The sample tree data collected during field surveys are summarized in the table below, highlighting key parameters such as DBH, tree height, and canopy spread. This data forms the basis for subsequent modeling and accuracy assessments.
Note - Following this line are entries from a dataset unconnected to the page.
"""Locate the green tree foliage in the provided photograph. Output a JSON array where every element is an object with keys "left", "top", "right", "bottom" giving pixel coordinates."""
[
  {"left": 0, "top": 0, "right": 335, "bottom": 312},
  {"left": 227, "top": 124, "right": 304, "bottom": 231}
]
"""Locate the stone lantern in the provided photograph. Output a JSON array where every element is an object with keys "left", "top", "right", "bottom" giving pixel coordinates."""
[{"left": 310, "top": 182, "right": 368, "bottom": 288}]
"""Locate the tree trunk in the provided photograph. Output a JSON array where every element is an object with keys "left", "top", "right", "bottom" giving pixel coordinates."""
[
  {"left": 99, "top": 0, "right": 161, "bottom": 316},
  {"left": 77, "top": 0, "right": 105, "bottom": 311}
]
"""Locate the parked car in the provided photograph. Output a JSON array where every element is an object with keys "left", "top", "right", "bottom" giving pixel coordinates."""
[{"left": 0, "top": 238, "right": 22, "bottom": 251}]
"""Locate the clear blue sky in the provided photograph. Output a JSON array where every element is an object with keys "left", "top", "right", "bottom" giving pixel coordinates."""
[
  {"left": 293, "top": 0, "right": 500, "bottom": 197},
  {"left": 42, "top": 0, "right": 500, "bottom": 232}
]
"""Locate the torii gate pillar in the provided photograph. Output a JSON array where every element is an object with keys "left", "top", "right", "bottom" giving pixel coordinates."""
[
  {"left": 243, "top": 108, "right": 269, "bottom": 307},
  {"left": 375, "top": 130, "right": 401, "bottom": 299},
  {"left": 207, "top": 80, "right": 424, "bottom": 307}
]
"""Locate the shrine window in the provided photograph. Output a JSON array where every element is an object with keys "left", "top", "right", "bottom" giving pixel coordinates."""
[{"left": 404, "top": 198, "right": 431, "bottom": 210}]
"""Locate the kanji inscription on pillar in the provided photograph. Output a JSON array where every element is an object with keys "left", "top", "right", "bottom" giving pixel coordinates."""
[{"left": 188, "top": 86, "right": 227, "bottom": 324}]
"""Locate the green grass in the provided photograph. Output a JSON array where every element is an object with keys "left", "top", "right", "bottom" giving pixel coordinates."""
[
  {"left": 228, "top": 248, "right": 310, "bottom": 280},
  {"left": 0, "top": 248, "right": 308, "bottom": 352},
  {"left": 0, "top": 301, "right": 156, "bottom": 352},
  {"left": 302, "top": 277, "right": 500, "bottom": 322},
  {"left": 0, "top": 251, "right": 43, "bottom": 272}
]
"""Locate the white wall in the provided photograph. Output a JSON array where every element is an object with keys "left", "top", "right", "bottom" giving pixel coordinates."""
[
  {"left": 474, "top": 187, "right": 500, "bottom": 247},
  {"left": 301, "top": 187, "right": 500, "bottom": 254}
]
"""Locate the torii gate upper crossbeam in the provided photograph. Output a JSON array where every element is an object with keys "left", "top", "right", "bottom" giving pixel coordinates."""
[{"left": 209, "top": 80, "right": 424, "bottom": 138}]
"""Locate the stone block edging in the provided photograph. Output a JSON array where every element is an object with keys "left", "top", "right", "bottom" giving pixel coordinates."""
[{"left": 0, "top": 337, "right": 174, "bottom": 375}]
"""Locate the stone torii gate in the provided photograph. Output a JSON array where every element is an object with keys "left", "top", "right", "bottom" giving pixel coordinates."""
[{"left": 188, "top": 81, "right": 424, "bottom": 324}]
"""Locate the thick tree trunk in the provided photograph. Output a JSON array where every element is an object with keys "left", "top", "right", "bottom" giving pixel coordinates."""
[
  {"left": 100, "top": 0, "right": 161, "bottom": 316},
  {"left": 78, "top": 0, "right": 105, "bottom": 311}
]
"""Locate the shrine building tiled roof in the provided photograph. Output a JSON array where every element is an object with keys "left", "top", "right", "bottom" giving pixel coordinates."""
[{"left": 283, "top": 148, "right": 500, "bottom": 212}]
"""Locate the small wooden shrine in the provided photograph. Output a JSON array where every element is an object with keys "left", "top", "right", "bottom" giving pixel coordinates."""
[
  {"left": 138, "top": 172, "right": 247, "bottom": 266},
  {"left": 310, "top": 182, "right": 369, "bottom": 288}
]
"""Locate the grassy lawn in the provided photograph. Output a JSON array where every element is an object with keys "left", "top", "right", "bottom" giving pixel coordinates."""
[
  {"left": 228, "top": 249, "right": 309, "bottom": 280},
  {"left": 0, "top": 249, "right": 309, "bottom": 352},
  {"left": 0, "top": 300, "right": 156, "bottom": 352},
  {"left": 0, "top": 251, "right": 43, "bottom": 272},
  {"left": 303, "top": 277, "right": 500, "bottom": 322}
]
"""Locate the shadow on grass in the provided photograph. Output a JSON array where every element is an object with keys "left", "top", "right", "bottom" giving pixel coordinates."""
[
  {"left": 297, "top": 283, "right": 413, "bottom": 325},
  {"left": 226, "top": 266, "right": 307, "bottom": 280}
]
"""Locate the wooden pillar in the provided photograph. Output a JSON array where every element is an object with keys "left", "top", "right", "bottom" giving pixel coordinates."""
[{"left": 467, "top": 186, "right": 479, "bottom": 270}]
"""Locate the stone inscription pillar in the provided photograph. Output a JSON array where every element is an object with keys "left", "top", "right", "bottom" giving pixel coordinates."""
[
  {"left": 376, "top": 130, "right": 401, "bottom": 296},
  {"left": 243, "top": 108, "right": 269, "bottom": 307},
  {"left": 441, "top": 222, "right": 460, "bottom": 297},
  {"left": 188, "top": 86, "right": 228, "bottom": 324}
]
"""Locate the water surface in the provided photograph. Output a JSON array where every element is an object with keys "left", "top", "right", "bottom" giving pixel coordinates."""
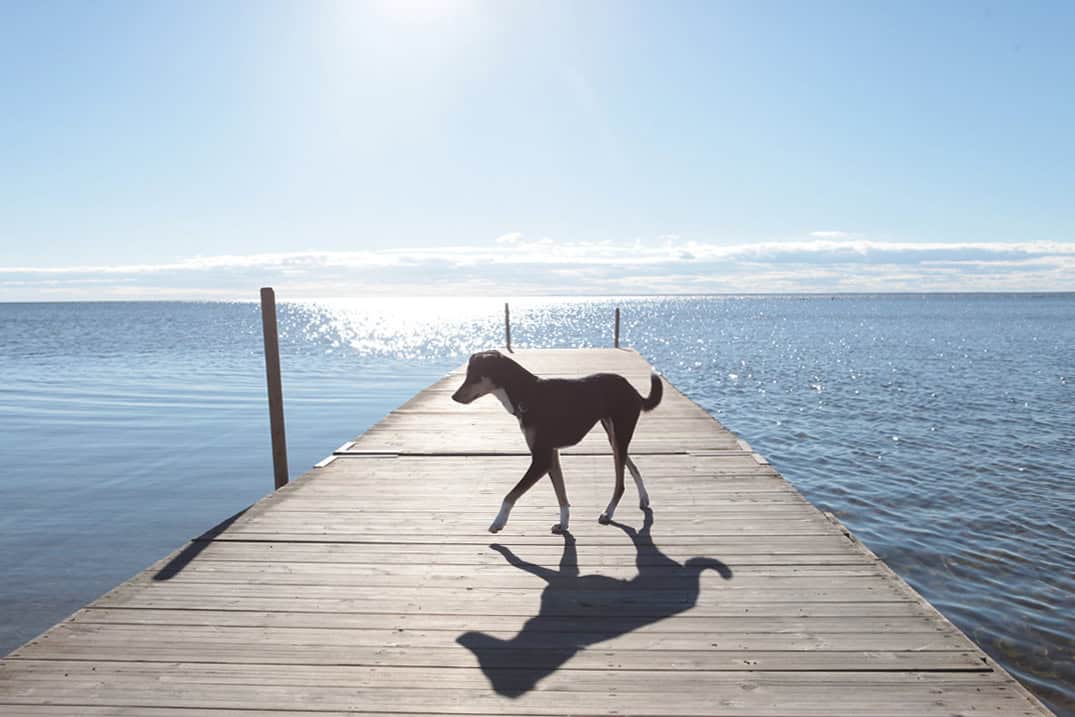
[{"left": 0, "top": 295, "right": 1075, "bottom": 715}]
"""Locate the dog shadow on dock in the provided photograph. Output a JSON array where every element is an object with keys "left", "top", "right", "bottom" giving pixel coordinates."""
[{"left": 456, "top": 508, "right": 732, "bottom": 698}]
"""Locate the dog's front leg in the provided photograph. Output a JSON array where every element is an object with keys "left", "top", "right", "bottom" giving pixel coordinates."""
[
  {"left": 489, "top": 448, "right": 553, "bottom": 533},
  {"left": 548, "top": 450, "right": 571, "bottom": 533}
]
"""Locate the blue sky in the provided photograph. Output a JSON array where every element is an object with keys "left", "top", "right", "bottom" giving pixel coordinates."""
[{"left": 0, "top": 0, "right": 1075, "bottom": 300}]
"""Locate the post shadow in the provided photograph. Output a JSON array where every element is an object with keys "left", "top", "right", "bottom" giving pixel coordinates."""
[
  {"left": 456, "top": 508, "right": 732, "bottom": 698},
  {"left": 153, "top": 507, "right": 249, "bottom": 580}
]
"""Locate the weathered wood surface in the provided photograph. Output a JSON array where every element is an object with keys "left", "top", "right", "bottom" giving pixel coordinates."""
[{"left": 0, "top": 349, "right": 1048, "bottom": 717}]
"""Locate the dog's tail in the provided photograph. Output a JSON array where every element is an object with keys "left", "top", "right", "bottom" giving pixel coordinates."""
[{"left": 642, "top": 373, "right": 664, "bottom": 411}]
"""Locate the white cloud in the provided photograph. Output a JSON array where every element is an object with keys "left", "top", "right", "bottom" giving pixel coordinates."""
[{"left": 0, "top": 232, "right": 1075, "bottom": 300}]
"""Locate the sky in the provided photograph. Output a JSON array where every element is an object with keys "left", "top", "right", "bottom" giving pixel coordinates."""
[{"left": 0, "top": 0, "right": 1075, "bottom": 301}]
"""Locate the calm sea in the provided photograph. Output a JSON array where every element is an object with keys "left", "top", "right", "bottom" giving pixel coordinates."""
[{"left": 0, "top": 295, "right": 1075, "bottom": 715}]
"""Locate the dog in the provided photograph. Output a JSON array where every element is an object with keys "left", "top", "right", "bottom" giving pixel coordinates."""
[{"left": 452, "top": 350, "right": 664, "bottom": 533}]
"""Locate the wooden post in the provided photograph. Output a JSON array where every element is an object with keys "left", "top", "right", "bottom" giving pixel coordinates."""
[
  {"left": 504, "top": 301, "right": 512, "bottom": 352},
  {"left": 261, "top": 287, "right": 287, "bottom": 488}
]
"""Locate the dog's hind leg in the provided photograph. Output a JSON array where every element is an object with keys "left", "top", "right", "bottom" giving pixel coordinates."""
[
  {"left": 598, "top": 418, "right": 633, "bottom": 526},
  {"left": 626, "top": 456, "right": 649, "bottom": 511},
  {"left": 548, "top": 450, "right": 571, "bottom": 533},
  {"left": 489, "top": 448, "right": 553, "bottom": 533}
]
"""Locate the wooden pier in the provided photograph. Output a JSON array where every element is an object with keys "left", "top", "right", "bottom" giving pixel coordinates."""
[{"left": 0, "top": 349, "right": 1049, "bottom": 717}]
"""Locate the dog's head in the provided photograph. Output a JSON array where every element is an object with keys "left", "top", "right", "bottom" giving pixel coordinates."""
[{"left": 452, "top": 350, "right": 511, "bottom": 403}]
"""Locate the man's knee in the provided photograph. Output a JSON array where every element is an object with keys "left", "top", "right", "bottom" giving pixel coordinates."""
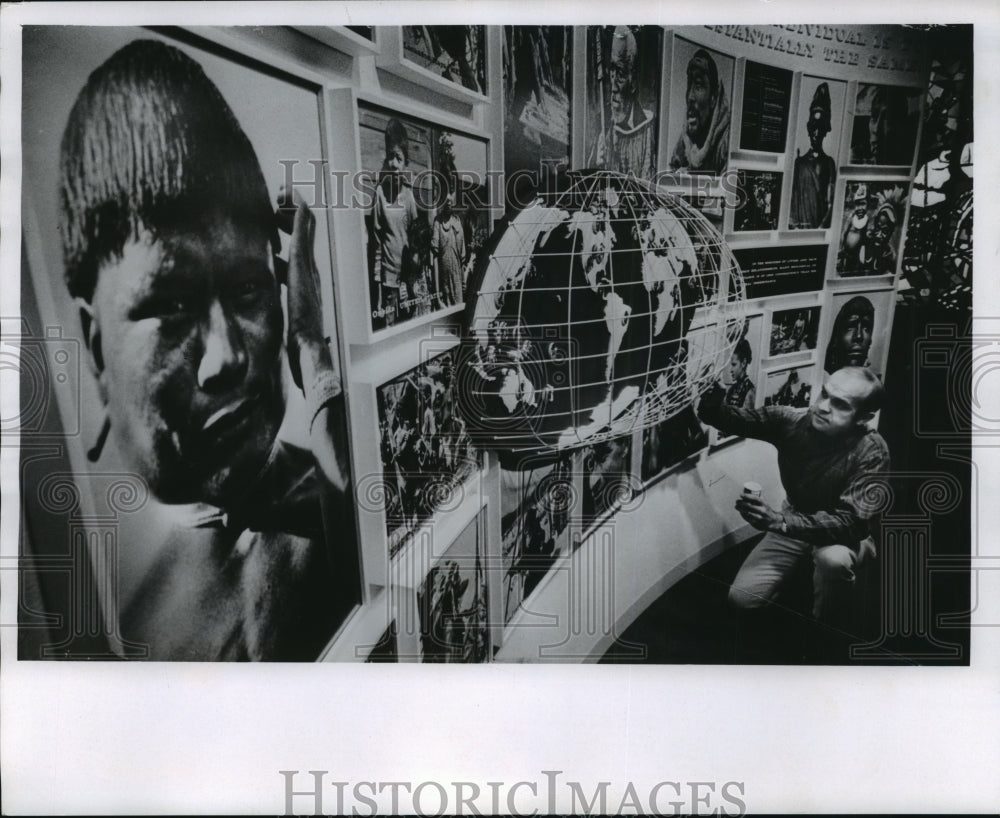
[
  {"left": 813, "top": 545, "right": 858, "bottom": 582},
  {"left": 729, "top": 577, "right": 768, "bottom": 611}
]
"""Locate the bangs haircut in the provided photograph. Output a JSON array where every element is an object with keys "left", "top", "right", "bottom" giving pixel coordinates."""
[{"left": 59, "top": 40, "right": 277, "bottom": 302}]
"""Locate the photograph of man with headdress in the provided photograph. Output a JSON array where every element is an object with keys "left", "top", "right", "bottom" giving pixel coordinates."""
[
  {"left": 668, "top": 38, "right": 734, "bottom": 173},
  {"left": 788, "top": 77, "right": 844, "bottom": 230},
  {"left": 587, "top": 26, "right": 663, "bottom": 179},
  {"left": 837, "top": 182, "right": 906, "bottom": 276}
]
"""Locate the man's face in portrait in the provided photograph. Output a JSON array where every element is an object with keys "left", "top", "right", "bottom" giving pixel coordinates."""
[
  {"left": 834, "top": 302, "right": 875, "bottom": 366},
  {"left": 686, "top": 64, "right": 715, "bottom": 145},
  {"left": 90, "top": 215, "right": 284, "bottom": 505}
]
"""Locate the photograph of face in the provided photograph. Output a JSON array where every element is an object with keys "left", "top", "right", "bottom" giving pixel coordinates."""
[
  {"left": 358, "top": 105, "right": 489, "bottom": 331},
  {"left": 667, "top": 37, "right": 735, "bottom": 174},
  {"left": 23, "top": 27, "right": 360, "bottom": 660},
  {"left": 788, "top": 76, "right": 847, "bottom": 230},
  {"left": 837, "top": 182, "right": 907, "bottom": 277},
  {"left": 733, "top": 170, "right": 782, "bottom": 233},
  {"left": 768, "top": 307, "right": 819, "bottom": 358},
  {"left": 417, "top": 515, "right": 490, "bottom": 664},
  {"left": 403, "top": 26, "right": 486, "bottom": 94},
  {"left": 582, "top": 435, "right": 632, "bottom": 523},
  {"left": 586, "top": 26, "right": 663, "bottom": 179},
  {"left": 500, "top": 455, "right": 574, "bottom": 624},
  {"left": 850, "top": 82, "right": 920, "bottom": 167},
  {"left": 503, "top": 26, "right": 573, "bottom": 196},
  {"left": 377, "top": 352, "right": 480, "bottom": 556},
  {"left": 764, "top": 364, "right": 816, "bottom": 409},
  {"left": 823, "top": 290, "right": 892, "bottom": 375}
]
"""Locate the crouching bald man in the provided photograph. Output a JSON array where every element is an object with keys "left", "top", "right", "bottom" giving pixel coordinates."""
[{"left": 698, "top": 366, "right": 889, "bottom": 636}]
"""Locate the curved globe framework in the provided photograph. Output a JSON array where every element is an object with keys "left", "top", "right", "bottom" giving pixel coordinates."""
[{"left": 458, "top": 171, "right": 746, "bottom": 460}]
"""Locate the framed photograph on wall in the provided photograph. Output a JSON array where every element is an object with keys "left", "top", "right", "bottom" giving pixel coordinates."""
[
  {"left": 503, "top": 26, "right": 573, "bottom": 204},
  {"left": 848, "top": 82, "right": 921, "bottom": 167},
  {"left": 416, "top": 507, "right": 492, "bottom": 664},
  {"left": 376, "top": 344, "right": 482, "bottom": 557},
  {"left": 733, "top": 170, "right": 782, "bottom": 233},
  {"left": 21, "top": 26, "right": 362, "bottom": 661},
  {"left": 764, "top": 364, "right": 816, "bottom": 409},
  {"left": 584, "top": 26, "right": 663, "bottom": 179},
  {"left": 820, "top": 289, "right": 895, "bottom": 376},
  {"left": 767, "top": 306, "right": 820, "bottom": 358},
  {"left": 740, "top": 61, "right": 792, "bottom": 153},
  {"left": 788, "top": 75, "right": 847, "bottom": 230},
  {"left": 836, "top": 179, "right": 910, "bottom": 278},
  {"left": 667, "top": 37, "right": 736, "bottom": 175},
  {"left": 500, "top": 453, "right": 576, "bottom": 625},
  {"left": 358, "top": 102, "right": 490, "bottom": 333}
]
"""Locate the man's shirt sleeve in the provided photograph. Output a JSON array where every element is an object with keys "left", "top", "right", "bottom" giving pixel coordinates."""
[{"left": 783, "top": 438, "right": 889, "bottom": 549}]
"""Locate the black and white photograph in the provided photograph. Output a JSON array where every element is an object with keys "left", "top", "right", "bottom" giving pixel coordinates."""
[
  {"left": 823, "top": 290, "right": 893, "bottom": 375},
  {"left": 733, "top": 170, "right": 782, "bottom": 233},
  {"left": 837, "top": 181, "right": 909, "bottom": 277},
  {"left": 764, "top": 364, "right": 816, "bottom": 409},
  {"left": 359, "top": 106, "right": 489, "bottom": 332},
  {"left": 667, "top": 37, "right": 736, "bottom": 175},
  {"left": 377, "top": 352, "right": 480, "bottom": 556},
  {"left": 740, "top": 62, "right": 792, "bottom": 153},
  {"left": 503, "top": 26, "right": 573, "bottom": 198},
  {"left": 585, "top": 26, "right": 663, "bottom": 179},
  {"left": 417, "top": 516, "right": 490, "bottom": 664},
  {"left": 849, "top": 82, "right": 921, "bottom": 168},
  {"left": 767, "top": 307, "right": 819, "bottom": 358},
  {"left": 403, "top": 26, "right": 486, "bottom": 94},
  {"left": 18, "top": 27, "right": 361, "bottom": 662},
  {"left": 500, "top": 455, "right": 576, "bottom": 624},
  {"left": 788, "top": 76, "right": 847, "bottom": 230},
  {"left": 0, "top": 14, "right": 1000, "bottom": 815},
  {"left": 580, "top": 435, "right": 633, "bottom": 525}
]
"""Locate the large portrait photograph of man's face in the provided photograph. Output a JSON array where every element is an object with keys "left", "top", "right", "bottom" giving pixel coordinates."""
[
  {"left": 667, "top": 37, "right": 736, "bottom": 175},
  {"left": 820, "top": 290, "right": 893, "bottom": 376},
  {"left": 585, "top": 26, "right": 663, "bottom": 179},
  {"left": 20, "top": 27, "right": 360, "bottom": 661}
]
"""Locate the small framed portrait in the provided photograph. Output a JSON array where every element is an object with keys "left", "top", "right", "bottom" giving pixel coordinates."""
[
  {"left": 20, "top": 26, "right": 362, "bottom": 661},
  {"left": 822, "top": 289, "right": 894, "bottom": 376},
  {"left": 764, "top": 364, "right": 816, "bottom": 409},
  {"left": 788, "top": 75, "right": 847, "bottom": 230},
  {"left": 740, "top": 61, "right": 792, "bottom": 153},
  {"left": 503, "top": 26, "right": 573, "bottom": 201},
  {"left": 848, "top": 82, "right": 921, "bottom": 168},
  {"left": 584, "top": 26, "right": 663, "bottom": 179},
  {"left": 376, "top": 344, "right": 482, "bottom": 557},
  {"left": 667, "top": 37, "right": 736, "bottom": 175},
  {"left": 836, "top": 180, "right": 909, "bottom": 278},
  {"left": 500, "top": 453, "right": 576, "bottom": 625},
  {"left": 733, "top": 170, "right": 782, "bottom": 233},
  {"left": 580, "top": 434, "right": 635, "bottom": 529},
  {"left": 416, "top": 508, "right": 492, "bottom": 664},
  {"left": 376, "top": 26, "right": 489, "bottom": 103},
  {"left": 358, "top": 103, "right": 490, "bottom": 333},
  {"left": 767, "top": 307, "right": 819, "bottom": 358}
]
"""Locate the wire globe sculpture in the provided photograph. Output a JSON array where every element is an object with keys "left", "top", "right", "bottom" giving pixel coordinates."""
[{"left": 457, "top": 171, "right": 746, "bottom": 454}]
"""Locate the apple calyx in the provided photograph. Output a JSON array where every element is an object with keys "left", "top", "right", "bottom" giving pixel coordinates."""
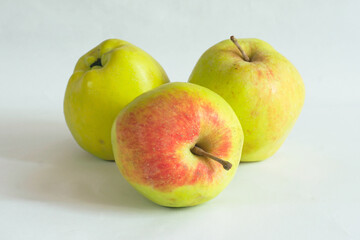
[
  {"left": 190, "top": 146, "right": 232, "bottom": 171},
  {"left": 230, "top": 36, "right": 250, "bottom": 62},
  {"left": 90, "top": 58, "right": 102, "bottom": 68}
]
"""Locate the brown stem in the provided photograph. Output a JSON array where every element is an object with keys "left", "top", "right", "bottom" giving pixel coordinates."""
[
  {"left": 230, "top": 36, "right": 250, "bottom": 62},
  {"left": 190, "top": 146, "right": 232, "bottom": 170}
]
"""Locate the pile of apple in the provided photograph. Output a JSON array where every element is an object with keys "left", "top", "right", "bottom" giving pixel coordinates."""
[{"left": 64, "top": 37, "right": 305, "bottom": 207}]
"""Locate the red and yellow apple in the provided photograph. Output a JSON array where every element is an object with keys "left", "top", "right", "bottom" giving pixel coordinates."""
[
  {"left": 189, "top": 38, "right": 305, "bottom": 162},
  {"left": 111, "top": 83, "right": 243, "bottom": 207}
]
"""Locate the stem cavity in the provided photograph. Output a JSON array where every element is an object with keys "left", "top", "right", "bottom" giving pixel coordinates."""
[
  {"left": 190, "top": 146, "right": 232, "bottom": 171},
  {"left": 230, "top": 36, "right": 250, "bottom": 62}
]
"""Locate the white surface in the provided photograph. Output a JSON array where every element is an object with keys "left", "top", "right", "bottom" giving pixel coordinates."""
[{"left": 0, "top": 0, "right": 360, "bottom": 240}]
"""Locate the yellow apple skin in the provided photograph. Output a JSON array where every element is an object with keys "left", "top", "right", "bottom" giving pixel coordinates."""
[
  {"left": 189, "top": 39, "right": 305, "bottom": 162},
  {"left": 112, "top": 83, "right": 244, "bottom": 207},
  {"left": 64, "top": 39, "right": 169, "bottom": 160}
]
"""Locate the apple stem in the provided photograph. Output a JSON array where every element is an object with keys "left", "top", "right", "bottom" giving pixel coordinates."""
[
  {"left": 230, "top": 36, "right": 250, "bottom": 62},
  {"left": 90, "top": 58, "right": 102, "bottom": 68},
  {"left": 190, "top": 146, "right": 232, "bottom": 171}
]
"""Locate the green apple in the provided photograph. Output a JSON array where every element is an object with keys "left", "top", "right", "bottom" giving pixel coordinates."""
[
  {"left": 111, "top": 83, "right": 243, "bottom": 207},
  {"left": 64, "top": 39, "right": 169, "bottom": 160},
  {"left": 189, "top": 37, "right": 305, "bottom": 162}
]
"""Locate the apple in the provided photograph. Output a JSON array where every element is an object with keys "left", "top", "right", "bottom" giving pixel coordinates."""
[
  {"left": 111, "top": 83, "right": 243, "bottom": 207},
  {"left": 64, "top": 39, "right": 169, "bottom": 160},
  {"left": 189, "top": 36, "right": 305, "bottom": 162}
]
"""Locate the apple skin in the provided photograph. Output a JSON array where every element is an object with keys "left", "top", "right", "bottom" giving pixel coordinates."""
[
  {"left": 189, "top": 39, "right": 305, "bottom": 162},
  {"left": 111, "top": 83, "right": 243, "bottom": 207},
  {"left": 64, "top": 39, "right": 169, "bottom": 160}
]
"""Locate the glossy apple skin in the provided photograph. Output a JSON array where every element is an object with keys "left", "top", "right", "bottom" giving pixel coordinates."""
[
  {"left": 189, "top": 39, "right": 305, "bottom": 162},
  {"left": 112, "top": 83, "right": 243, "bottom": 207},
  {"left": 64, "top": 39, "right": 169, "bottom": 160}
]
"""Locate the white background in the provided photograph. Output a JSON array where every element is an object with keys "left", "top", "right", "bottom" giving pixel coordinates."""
[{"left": 0, "top": 0, "right": 360, "bottom": 240}]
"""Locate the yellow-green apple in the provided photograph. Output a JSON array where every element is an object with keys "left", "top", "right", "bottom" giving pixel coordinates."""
[
  {"left": 111, "top": 83, "right": 243, "bottom": 207},
  {"left": 64, "top": 39, "right": 169, "bottom": 160},
  {"left": 189, "top": 36, "right": 305, "bottom": 162}
]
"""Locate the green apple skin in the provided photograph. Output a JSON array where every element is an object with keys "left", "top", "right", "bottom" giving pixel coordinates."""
[
  {"left": 112, "top": 83, "right": 243, "bottom": 207},
  {"left": 64, "top": 39, "right": 169, "bottom": 160},
  {"left": 189, "top": 39, "right": 305, "bottom": 162}
]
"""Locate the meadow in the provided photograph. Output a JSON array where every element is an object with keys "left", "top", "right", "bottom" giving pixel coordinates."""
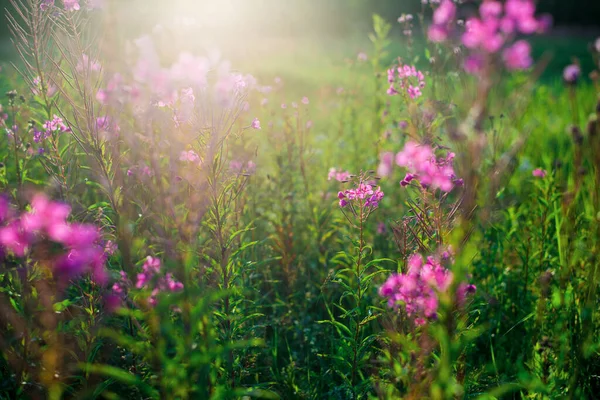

| Sample Tree ID | DBH (cm) | First Branch Height (m) | Canopy Spread EW (m) | Canopy Spread NS (m) | Tree Height (m) |
|---|---|---|---|---|---|
| 1 | 15.6 | 4.1 | 2.6 | 2.4 | 16.1 |
| 2 | 17.5 | 7.0 | 3.76 | 4.64 | 14.9 |
| 3 | 12.2 | 5.0 | 3.29 | 4.34 | 11.2 |
| 4 | 15.3 | 5.9 | 3.67 | 4.32 | 15.4 |
| 5 | 12.7 | 2.4 | 4.74 | 4.69 | 10.2 |
| 6 | 14.0 | 7.1 | 3.74 | 2.40 | 13.6 |
| 7 | 8.1 | 6.0 | 1.73 | 2.57 | 9.2 |
| 8 | 6.9 | 1.8 | 1.69 | 1.69 | 7.2 |
| 9 | 12.2 | 1.55 | 2.56 | 3.24 | 9.4 |
| 10 | 11.0 | 8.7 | 2.14 | 2.42 | 11.2 |
| 11 | 15.3 | 2.8 | 4.9 | 6.2 | 25.6 |
| 12 | 20.1 | 3.5 | 5.3 | 7.5 | 30.2 |
| 13 | 18.7 | 3.1 | 5.0 | 6.8 | 28.4 |
| 14 | 13.9 | 2.4 | 3.8 | 5.6 | 22.1 |
| 15 | 22.5 | 4.0 | 6.1 | 8.3 | 33.7 |
| 16 | 16.2 | 2.9 | 4.6 | 6.5 | 26.8 |
| 17 | 19.8 | 3.3 | 5.2 | 7.1 | 29.5 |
| 18 | 14.6 | 2.6 | 4.2 | 5.9 | 23.6 |
| 19 | 21.3 | 4.2 | 6.4 | 8.7 | 35.1 |
| 20 | 17.9 | 3.0 | 5.1 | 7.0 | 27.8 |
The accuracy comparison for bivariate stand volume calculations is presented in the following table, demonstrating the performance of our UAV drones-based method against measured data.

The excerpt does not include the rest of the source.